Beteiligungen: Beschleunigung der Verfahren
Genehmigungsverfahren für Beteiligungen an Unternehmen mit nationalen und internationalen Partnern werden verschlankt und durch den Wegfall des Zustimmungsvorbehalts beschleunigt. Dadurch können die Wissenschaftseinrichtungen Kooperationsvorhaben schneller und flexibler umsetzen – eine wichtige Voraussetzung für den Erhalt und den Ausbau der internationalen Wettbewerbsfähigkeit.
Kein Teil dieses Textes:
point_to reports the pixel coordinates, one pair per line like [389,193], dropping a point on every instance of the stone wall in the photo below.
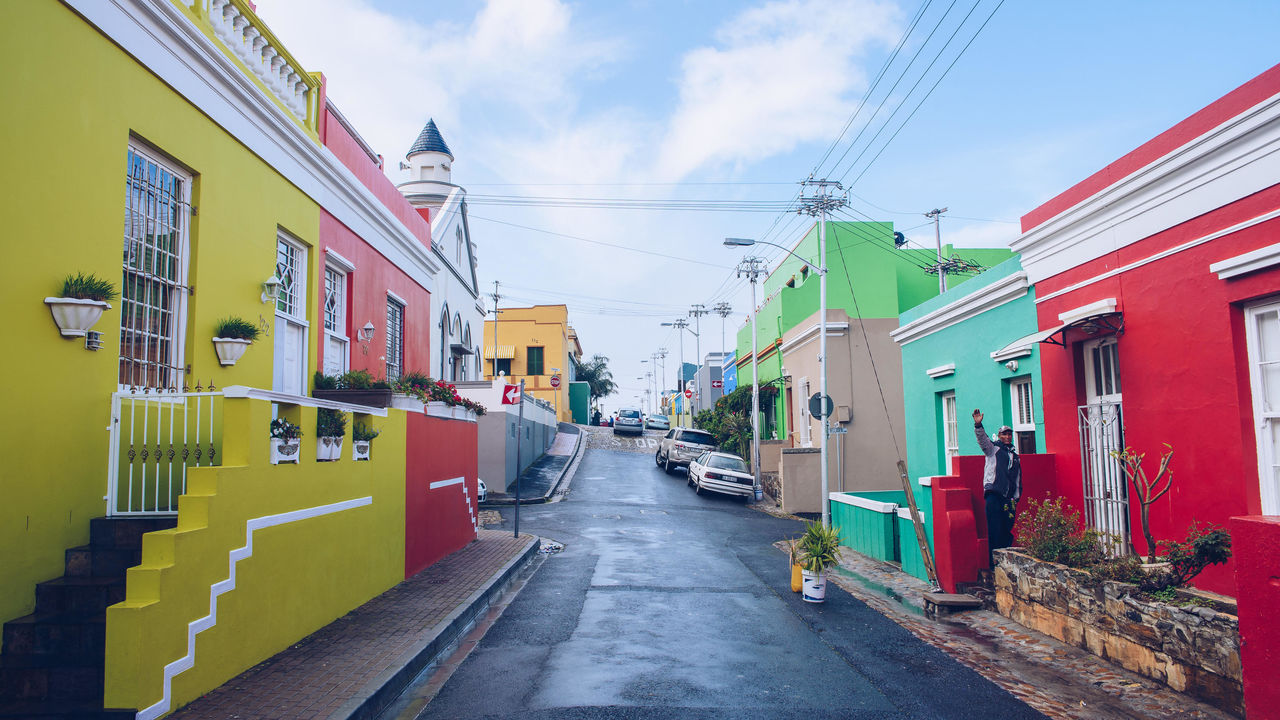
[1192,650]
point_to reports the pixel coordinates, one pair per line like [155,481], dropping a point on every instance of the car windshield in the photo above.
[722,463]
[698,437]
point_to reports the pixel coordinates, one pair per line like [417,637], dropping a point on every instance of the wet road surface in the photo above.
[664,604]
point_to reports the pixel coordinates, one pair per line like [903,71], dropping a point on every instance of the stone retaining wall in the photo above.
[1192,650]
Bauvorhaben: Vereinfachte Verfahren
Einrichtungen mit ausreichender Kompetenz im Bereich Bau und Controlling erhalten zukünftig die Möglichkeit, Baumaßnahmen mit einem Volumen von bis zu fünf Mio. Euro ohne Beteiligung der staatlichen Bauverwaltung durchzuführen. Bei Bauvorhaben größeren Umfangs werden die Verfahren vereinfacht und die Beteiligung der staatlichen Bauverwaltung auf das Notwendigste reduziert.
Das neue Wissenschaftsfreiheitsgesetz ist ein wichtiger Fortschritt für die deutsche Forschung, denn gerade die rechtlichen Rahmenbedingungen werden vor dem Hintergrund des erstarkenden internationalen Wettbewerbs zunehmend zum Erfolgsfaktor. Die Helmholtz-Gemeinschaft sieht sich dabei selbstverständlich weiter in der Pflicht, mit den gewährten Freiheiten verantwortungsvoll und transparent umzugehen. Sie geht davon aus, dass diese Flexibilisierungen nun auch von den Ländern aufgegriffen und ihre Entsprechung in einer verbindlichen Umsetzung finden werden.